His use of English horn in his epic 50 minute orchestral work Jagden und Formen is captivating. Again, the demand for full range-prowess is evident but he breaks free of the typical treatment of the instrument as the mostly lyrical voice. The English horn enters the piece about fifteen minutes in and is relentless until the end; this is a part to be reckoned with!
I must also include another living composer, David Plylar, who is perhaps the most active champion of the Loboe (and also my husband). His impressive commitment to exploring the musical possibilities of all instruments has resulted in a number of incredible works and transcriptions, particularly those for the oboe.

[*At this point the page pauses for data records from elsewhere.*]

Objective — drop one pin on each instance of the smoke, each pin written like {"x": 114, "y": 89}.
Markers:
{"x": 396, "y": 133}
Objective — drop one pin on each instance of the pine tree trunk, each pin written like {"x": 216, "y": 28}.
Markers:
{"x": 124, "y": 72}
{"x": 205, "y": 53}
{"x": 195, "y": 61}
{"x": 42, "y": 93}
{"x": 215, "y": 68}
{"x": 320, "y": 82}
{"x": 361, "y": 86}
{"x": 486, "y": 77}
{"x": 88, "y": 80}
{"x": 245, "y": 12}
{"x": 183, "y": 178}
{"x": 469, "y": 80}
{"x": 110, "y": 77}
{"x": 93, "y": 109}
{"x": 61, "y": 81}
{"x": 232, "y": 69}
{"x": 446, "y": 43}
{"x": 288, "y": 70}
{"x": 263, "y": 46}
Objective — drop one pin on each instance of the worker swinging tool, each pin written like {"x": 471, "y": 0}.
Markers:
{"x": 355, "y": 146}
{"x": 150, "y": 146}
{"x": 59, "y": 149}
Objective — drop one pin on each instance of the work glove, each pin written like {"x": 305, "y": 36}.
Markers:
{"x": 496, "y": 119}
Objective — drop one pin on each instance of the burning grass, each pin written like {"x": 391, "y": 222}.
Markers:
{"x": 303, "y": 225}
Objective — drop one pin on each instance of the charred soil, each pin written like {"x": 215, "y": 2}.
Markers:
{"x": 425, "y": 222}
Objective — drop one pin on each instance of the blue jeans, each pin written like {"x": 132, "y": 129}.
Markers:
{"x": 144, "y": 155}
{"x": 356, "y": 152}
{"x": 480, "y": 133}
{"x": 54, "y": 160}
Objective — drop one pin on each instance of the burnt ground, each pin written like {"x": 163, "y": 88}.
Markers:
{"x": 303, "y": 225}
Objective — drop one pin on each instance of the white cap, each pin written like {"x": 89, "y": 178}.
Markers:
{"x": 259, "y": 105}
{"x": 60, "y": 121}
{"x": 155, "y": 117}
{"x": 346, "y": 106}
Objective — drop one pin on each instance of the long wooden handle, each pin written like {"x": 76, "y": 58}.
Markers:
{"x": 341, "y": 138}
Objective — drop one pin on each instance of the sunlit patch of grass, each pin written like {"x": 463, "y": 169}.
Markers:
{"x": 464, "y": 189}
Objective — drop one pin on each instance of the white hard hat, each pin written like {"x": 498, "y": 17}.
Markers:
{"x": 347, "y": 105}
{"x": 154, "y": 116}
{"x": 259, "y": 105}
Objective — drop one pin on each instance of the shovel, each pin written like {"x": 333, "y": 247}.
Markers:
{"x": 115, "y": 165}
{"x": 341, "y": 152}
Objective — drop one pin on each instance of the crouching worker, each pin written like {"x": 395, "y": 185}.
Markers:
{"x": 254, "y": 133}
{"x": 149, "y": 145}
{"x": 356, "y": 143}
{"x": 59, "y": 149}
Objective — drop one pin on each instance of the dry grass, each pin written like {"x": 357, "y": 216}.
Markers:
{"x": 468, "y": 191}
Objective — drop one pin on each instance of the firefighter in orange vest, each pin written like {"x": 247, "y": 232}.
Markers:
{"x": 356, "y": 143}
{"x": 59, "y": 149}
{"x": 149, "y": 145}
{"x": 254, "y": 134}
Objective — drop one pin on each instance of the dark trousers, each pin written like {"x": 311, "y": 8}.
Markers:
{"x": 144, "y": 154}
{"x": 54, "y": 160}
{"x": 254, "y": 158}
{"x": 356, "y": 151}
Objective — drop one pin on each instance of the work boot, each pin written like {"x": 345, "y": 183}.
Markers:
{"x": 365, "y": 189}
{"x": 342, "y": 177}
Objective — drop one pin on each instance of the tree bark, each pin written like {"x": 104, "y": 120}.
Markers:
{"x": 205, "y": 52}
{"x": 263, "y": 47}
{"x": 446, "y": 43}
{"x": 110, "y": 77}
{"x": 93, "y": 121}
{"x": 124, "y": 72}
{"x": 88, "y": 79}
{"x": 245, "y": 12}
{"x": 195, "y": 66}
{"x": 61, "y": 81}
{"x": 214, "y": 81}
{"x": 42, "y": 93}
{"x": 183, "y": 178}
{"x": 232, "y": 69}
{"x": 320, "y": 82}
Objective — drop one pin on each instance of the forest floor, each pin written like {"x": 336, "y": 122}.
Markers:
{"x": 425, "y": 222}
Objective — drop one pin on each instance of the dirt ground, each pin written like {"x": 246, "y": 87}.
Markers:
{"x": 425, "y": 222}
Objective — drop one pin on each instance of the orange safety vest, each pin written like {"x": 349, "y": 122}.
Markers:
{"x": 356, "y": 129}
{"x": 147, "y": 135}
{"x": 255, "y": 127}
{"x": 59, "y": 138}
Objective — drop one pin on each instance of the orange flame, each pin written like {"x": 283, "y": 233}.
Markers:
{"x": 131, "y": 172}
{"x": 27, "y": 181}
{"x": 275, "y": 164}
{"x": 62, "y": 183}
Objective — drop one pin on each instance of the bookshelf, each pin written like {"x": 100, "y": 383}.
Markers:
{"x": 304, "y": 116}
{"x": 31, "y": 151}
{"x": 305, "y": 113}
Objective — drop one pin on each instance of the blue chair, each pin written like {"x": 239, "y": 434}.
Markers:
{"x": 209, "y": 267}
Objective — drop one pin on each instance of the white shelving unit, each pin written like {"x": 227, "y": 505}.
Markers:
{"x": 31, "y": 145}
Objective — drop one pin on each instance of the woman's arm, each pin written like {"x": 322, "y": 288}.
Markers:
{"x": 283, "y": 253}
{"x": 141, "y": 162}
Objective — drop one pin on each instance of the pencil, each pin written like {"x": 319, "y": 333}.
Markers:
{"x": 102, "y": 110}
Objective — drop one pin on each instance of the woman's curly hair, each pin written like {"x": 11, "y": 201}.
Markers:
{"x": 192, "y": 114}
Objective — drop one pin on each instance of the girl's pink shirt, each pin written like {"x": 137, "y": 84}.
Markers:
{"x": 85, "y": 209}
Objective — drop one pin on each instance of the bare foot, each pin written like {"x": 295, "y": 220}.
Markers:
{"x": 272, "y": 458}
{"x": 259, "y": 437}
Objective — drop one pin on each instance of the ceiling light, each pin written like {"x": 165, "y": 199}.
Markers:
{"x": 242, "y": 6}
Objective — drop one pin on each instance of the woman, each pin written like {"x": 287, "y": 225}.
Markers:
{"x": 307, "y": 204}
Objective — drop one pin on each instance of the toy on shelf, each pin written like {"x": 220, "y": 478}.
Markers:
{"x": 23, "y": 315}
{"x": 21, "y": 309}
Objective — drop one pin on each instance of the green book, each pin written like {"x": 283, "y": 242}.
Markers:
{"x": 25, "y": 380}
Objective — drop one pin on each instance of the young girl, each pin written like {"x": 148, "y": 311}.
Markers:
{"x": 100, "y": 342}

Early on, I challenged David to write a work for oboe and piano that would, among other things, utilize flutter tongue (a newly conquered skill I had achieved at the time!). It is not often that a composer can showcase an extended-technique in such an elegant and effective manner. The piece, entitled Fractured Colloquy, ignites the listener's imagination through a fantastic use of flutter-tongue that starts from nothing and crescendos into the piano's entrance.
7. Any tips for budding oboists?
The oboe is so much more than the duck who gets eaten within the first few pages of Prokofiev's "Peter and the Wolf"; while beautiful as the lyrical/love voice in the repertoire, there is no technical reason why the oboe cannot handle the typical levels of technicality of flute and clarinet repertoire.
There are not many orchestral positions in the world, though sometimes the most interesting and important musical achievements are from those stepping out from behind the orchestral music stand and taking matters into their own hands; inspiring oboists are combining their formal training in areas such as jazz, theatre, public speaking and the visual arts.
Few relationships will prove as meaningful as those forged with composers, especially early in one's studies. Students should push their teachers to listen to new repertoire, if they do not already, as well as explore the world of transcriptions for their instrument.